Потом в Каракё ко мне привязался приличного вида бородатый мужик в пальто и в очках с расспросами о том, как я отношусь к Оджалану, потом ночью кальянщик в Пере зачем-то сообщил, что он курд, потом по Истикляль шарились курды с плакатами и раздавали какие-то газеты. Потом утром в ожидании лахмаджуна я думал о том, что Энвер, Талаат, Джемаль, Ататюрк и прочие турецкие реформаторы начала двадцатого века были массонами и дёнме, что история мутных отношений евреев и турецких властей в Стамбуле тянется еще со времен Мехмета Завоевателя, что бекташи, учившие Исламу Шабтая Цви, принимая в свой орден используют ритуал крещения, пьют вино и окунают в него сыр, что якобы дёнме разрушили Оттаманскую империю в отместку за то что султан Абдул-Хамид отверг план Теодора Герцля и отказался продать евреям Палестину, а в музее Пера весь первый этаж, двенадцать огромных залов занимает экспозиция посвященная истории гирь и весов Стамбула, а стамбульские дёнме, не признающие Кверидо и почитающие Шабтая Цви мессией, называют себя капанджилар -- владельцы весов. На меня накатывался лавиной библиотечный ад стамбульской мистики, пока я ждал лахмаджун с яйцом и смотрел через стекло иранского ресторанчика на проходящих мимо милейших турецких хипстеров и пушистых немецких пенсионеров. И тут зазвонил телфеон, -- спасибо дешевому роумингу Водафона. Звонил Эльнур, мой университетский приятель, азербайджанец, уже много лет живший в Баку и изредка навещавший родителей в Харькове.

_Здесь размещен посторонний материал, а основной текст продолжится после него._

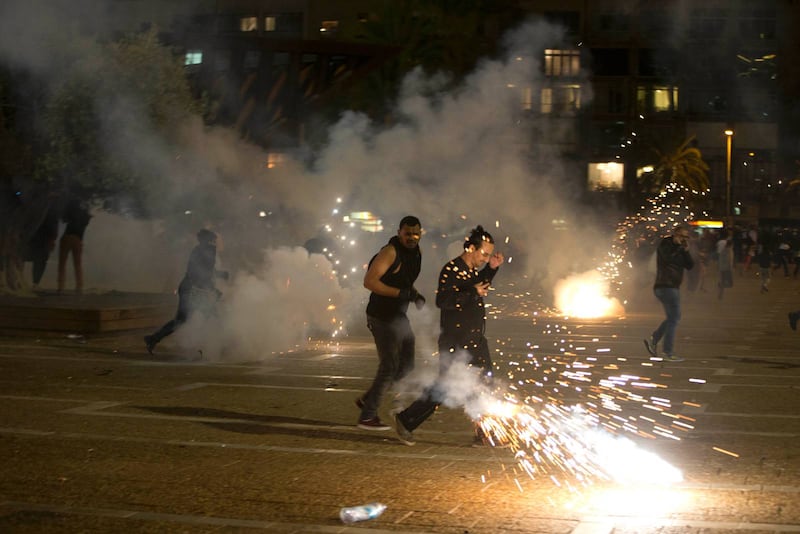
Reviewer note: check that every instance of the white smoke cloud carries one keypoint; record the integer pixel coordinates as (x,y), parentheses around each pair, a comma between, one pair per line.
(455,158)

-- Знаешь, -- сказал он, -- мне нужна твоя помощь. Сейчас у нас очень напряженно, дело опять идет к войне. Мне очень нужно, чтобы ты написал статью, по-английски, желательно.
-- О чем?
-- О Ереване.
-- Я там не был ни разу.
-- Это не важно, об истории Еревана.
-- Эльнур, я не по этой части, ты же знаешь.
-- Нет, это важно, чтобы статью написал не азербайджанец, понимаешь. Я дам тебе все материалы. Ты же знаешь, что вся история Еревана сфальсифицирована.
-- Что ...
-- Ну да, армяне говорят, что якобы Ереван древний город, но доказательств у них нет.
-- Я никогда не интересовался историей Армении, но из школы помню что там нашли какую-то клинопись об основании города.
-- Это все вранье, клинопись неизвестно откуда, ее даже не расшифровали по-настоящему. Ереван -- это азербайджанская крепость Ирван-куле, которую построил нахичеванский эмир Реван-гули по приказу шаха Исмала Севефи в конце шестнадцатого века. Ну ты же знаешь о васливровании имен Реван-Ирван, да. Там нет ни одной постройки старше нашей Мави Масджид!
-- Нет, Эльнур, я не могу написать статью о том, в чем нифига не разбираюсь, тем более, как ты говоришь, когда дело идет к войне.
-- Ну давай встретимся, поговорим, я тебе все объясню. Ты в Харькове?
-- Нет, я в Стамбуле.
-- Жаль, я улетаю завтра утром в Баку. Ну, ладно, встретимся в следующий раз. Если ничего не случиться, я прилечу в мае.

Худой сутулый официант в коротком красном халате принес мне лахмаджун с яйцом и айран.  Он что-то сказал по-турецки, я ничего не понял и, еще не успев выбраться из под завалов кабалистического Стамбула ответил привычным "мен аланмиёрум".
-- What is your country? -- тихо спросил сутулый парень.
-- Ukraine, -- ответил я, откусив маринованного перца и открывая айран.
-- In Diyarbakir was big
explosion in the morning.
-- I haven't had a look through morning news. I'm really sorry that happened, truly.
-- Yes that's sad. I know about war in Ukraine, it's like
Diyarbakir.
-- Actually, I know nothing about
Diyarbakir but it's land of Kurmadji.
-- So do I. I'm only four month in Turkey. I'm from Syria.
Bon appetite.

А потом мы с Пашей выжрали бутылку Джеймесона в аэропорту перед рейсом и возвращающиеся в Запорожье с работы пьяные и веселые проститутки называли нас злыднями и ржали.